My Tuesday morning hemoglobin count was 7.9 and my platelets were back up to 33,000. The threshold they usually use to determine whether or not to transfuse a patient is 8.0. Since I had only been on the three-times-a-day dose of steroids for 24 hours, they decided to wait it out and see what Wednesday’s number looked like. They wanted to give the steroids time to kick in and do their job. Also, there is always a risk with a transfusion, especially when the blood isn’t an exact match. If Wednesday’s number is up then I will likely be able to go home. If Wednesday’s number is down, despite the added steroids, I will have to start IVIG treatment, which is an infusion once a day for three days (this would make my earliest departure Saturday).
Everything came back negative. By process of elimination, it was determined that I have Evans Syndrome. Evans Syndrome is a drop in two of the three blood groups (in my case, red blood cells and platelets) with no underlying cause. The primary course of treatment is steroids. These are used to suppress the immune system and temporarily stop it from destroying healthy cells and platelets. I will likely be on a large dose of steroids for the foreseeable future.

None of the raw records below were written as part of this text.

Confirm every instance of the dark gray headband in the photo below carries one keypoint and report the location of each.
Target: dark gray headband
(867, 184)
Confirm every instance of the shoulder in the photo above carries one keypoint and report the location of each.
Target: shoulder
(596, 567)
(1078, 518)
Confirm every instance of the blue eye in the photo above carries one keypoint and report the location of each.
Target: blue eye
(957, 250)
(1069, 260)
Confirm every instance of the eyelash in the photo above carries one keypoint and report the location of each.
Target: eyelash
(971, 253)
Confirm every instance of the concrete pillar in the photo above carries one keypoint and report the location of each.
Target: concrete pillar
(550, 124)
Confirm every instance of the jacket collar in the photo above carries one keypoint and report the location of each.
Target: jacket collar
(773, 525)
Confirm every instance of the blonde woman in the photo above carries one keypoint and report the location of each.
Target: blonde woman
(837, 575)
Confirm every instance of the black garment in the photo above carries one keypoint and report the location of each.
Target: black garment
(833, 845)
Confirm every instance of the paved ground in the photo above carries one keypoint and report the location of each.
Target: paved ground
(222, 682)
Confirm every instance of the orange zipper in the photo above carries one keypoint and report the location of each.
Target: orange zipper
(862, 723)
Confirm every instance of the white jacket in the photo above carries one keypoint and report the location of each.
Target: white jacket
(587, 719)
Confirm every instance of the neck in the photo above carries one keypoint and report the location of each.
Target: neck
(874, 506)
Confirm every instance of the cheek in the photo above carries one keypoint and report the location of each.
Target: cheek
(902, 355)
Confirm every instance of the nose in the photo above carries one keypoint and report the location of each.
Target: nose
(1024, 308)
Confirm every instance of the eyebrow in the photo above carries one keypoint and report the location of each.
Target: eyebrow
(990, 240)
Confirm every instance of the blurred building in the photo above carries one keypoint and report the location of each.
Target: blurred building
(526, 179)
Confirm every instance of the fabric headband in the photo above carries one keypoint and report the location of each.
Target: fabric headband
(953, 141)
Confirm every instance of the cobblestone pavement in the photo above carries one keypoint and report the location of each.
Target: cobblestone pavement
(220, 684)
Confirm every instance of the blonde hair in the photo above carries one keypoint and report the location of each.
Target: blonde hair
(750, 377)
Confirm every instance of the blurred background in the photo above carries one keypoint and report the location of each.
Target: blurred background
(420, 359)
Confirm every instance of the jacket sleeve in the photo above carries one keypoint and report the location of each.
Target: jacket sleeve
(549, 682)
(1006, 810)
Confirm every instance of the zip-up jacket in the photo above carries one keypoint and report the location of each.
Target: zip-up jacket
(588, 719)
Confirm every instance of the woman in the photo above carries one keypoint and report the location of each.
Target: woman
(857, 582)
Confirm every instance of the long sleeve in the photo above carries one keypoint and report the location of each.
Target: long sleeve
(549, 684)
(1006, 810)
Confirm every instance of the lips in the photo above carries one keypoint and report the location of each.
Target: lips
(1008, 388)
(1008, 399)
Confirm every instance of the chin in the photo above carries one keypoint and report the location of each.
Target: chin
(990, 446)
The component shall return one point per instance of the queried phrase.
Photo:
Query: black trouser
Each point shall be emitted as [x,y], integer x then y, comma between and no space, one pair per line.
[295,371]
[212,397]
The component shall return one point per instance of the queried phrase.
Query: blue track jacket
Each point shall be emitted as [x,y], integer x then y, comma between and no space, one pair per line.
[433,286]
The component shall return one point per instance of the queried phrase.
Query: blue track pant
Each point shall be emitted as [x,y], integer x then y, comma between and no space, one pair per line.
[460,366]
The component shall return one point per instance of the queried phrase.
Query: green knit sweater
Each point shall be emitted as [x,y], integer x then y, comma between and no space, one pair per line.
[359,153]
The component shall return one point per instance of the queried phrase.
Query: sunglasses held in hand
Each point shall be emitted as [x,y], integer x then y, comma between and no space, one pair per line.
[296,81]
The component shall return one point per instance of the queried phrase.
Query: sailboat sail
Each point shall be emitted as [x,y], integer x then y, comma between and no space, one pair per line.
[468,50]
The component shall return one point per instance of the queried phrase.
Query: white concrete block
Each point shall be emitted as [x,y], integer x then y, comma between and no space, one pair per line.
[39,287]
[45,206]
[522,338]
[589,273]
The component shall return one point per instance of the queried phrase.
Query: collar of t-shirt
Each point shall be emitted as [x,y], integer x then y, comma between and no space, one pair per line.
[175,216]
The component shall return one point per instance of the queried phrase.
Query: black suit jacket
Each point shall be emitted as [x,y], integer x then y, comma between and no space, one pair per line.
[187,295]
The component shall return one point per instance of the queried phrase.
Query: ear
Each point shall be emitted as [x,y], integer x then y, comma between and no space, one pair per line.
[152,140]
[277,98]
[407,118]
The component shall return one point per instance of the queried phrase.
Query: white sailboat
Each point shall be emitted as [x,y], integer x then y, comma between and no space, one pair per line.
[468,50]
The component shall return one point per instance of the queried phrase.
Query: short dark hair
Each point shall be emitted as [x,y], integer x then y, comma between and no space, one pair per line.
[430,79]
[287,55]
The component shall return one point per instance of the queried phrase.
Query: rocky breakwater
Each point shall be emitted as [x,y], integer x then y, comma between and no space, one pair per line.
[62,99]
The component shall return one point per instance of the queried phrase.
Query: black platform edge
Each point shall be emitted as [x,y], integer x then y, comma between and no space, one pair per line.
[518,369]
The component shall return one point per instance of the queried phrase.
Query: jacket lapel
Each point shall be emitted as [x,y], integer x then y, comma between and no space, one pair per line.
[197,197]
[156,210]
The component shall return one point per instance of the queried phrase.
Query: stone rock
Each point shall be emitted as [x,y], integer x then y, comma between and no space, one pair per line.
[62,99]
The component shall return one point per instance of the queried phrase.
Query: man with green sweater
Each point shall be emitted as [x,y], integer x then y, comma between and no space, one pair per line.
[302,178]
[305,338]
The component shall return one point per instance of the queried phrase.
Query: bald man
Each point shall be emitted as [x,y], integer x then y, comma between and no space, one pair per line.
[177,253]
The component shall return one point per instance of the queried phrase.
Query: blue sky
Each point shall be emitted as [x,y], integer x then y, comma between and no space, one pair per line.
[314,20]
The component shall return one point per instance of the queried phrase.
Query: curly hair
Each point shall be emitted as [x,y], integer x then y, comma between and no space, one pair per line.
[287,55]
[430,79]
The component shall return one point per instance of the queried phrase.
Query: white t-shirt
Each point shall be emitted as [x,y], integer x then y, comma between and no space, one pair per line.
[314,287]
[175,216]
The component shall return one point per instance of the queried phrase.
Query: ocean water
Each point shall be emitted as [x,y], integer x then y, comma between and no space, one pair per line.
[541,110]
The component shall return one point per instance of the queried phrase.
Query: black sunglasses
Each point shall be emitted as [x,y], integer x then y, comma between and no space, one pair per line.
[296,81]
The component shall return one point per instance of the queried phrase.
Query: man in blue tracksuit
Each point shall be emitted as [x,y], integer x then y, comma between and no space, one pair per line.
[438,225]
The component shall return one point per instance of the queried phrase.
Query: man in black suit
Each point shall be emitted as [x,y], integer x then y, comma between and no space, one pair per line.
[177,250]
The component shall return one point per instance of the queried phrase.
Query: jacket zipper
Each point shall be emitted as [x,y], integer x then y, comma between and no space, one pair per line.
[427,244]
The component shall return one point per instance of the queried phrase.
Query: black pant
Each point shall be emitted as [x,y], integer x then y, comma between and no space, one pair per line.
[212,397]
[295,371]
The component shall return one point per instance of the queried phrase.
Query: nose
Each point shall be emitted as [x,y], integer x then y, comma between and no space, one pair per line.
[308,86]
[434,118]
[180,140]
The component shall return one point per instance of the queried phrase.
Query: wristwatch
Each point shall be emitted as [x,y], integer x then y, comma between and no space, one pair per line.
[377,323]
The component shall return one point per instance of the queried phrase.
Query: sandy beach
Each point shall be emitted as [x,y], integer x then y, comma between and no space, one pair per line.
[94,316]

I got to walk around the hospital halls with an aide on Tuesday while wearing a pulse oximeter so they could measure my heart rate and oxygen levels. Luckily, I did so well that they took me off the oxygen mask! As I slept Tuesday night, my heart rate dropped to 45 beats per minute and ICU sent the nurse in to wake me up and make sure I wasn’t crashing. If anything, this just proved that my tachycardia was fading!